躲过那些护卫后,他又在京畿几条车马纵横的道上来回穿梭了几遍,确保衣衫上的迷香都混乱后,才寻了白府名下的酒楼,一头钻入地窖,迎头浇了一坛酒消解香气。
方才在白府时受林啸体内王虫的影响,他体内蛰伏沉睡了几年的蛊虫又蠢蠢欲动起来,他强行压下了蛊虫的躁动,才没叫林啸当场认出自己。
可这样鲁莽的后果,就是潜鱼发觉,自己的隐疾又犯了。
头痛欲裂,痛得像有人拿着凿子一钉一钉地凿入他的脑髓。
蛊虫疯狂地在体内挣扎,潜鱼用尽最后一分力气压住了它们的异动,脚步踉跄,他勉强支撑到目光看到虞惊霜那熟悉的小院落时,终于松了一口气,放心地一头栽倒过去。
……
等再悠悠转醒,外面刚刚入夜。
潜鱼动了动僵硬的手脚,发觉自己身上正盖着薄被,斗笠端端正正的放在一边。
“!”
他惊出一身冷汗,紧张地去摸自己的脸,没有强行催动蛊虫,他的脸早已恢复了原状,如果……如果惊霜发觉了斗笠下的面容是他……

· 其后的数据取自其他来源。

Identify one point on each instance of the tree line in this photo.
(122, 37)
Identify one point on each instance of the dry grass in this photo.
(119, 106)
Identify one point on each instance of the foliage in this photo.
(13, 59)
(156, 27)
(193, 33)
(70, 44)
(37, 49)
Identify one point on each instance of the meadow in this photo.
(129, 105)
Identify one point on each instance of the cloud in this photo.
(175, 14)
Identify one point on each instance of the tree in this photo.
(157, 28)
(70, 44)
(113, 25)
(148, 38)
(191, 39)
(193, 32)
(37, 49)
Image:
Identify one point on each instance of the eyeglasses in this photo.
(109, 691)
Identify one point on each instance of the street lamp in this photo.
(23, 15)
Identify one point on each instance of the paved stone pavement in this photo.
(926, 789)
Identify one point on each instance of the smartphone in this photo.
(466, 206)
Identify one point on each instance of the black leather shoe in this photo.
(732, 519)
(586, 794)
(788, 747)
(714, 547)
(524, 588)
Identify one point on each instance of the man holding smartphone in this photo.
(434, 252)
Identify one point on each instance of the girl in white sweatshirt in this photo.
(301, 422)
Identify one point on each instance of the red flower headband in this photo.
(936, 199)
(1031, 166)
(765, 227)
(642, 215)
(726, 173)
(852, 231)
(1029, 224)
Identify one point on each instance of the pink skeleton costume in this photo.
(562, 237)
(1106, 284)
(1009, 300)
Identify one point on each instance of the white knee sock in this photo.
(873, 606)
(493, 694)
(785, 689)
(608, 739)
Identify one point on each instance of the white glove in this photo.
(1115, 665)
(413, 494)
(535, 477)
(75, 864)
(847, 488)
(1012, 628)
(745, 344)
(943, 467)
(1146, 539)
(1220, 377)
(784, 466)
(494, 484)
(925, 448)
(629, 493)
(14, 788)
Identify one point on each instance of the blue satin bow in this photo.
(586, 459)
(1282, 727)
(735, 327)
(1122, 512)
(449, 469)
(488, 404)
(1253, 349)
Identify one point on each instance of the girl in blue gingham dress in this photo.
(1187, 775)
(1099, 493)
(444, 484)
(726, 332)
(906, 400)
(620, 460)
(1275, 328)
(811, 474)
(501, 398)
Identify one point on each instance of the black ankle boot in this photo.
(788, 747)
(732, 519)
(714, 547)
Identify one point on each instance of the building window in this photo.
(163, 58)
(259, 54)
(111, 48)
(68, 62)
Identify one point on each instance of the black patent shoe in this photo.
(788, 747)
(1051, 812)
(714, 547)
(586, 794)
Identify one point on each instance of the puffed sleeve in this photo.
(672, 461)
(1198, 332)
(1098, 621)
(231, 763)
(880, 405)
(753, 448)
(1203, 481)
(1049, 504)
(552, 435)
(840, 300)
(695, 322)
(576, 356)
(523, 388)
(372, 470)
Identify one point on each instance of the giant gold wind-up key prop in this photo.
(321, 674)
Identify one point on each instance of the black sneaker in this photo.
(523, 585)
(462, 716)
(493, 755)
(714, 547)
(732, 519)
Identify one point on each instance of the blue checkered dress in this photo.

潜鱼心若雷击,顾不得许多,挣扎着下地就去寻屋里的铜镜,扑到镜前——幸好幸好,布巾还好好的一圈圈缠在他脸上,只露出一双眉眼。
漆黑的眼睫、微微闪动的眸子,很淡、很淡的一缕红痕自眼下斜飞——传闻中,这是多情又薄幸的郎君所有。
潜鱼愣愣的与铜镜中的自己对视,他很久都没有见过自己原本的脸了。
那样一张被惊霜厌恶的脸,又有什么留存的必要呢?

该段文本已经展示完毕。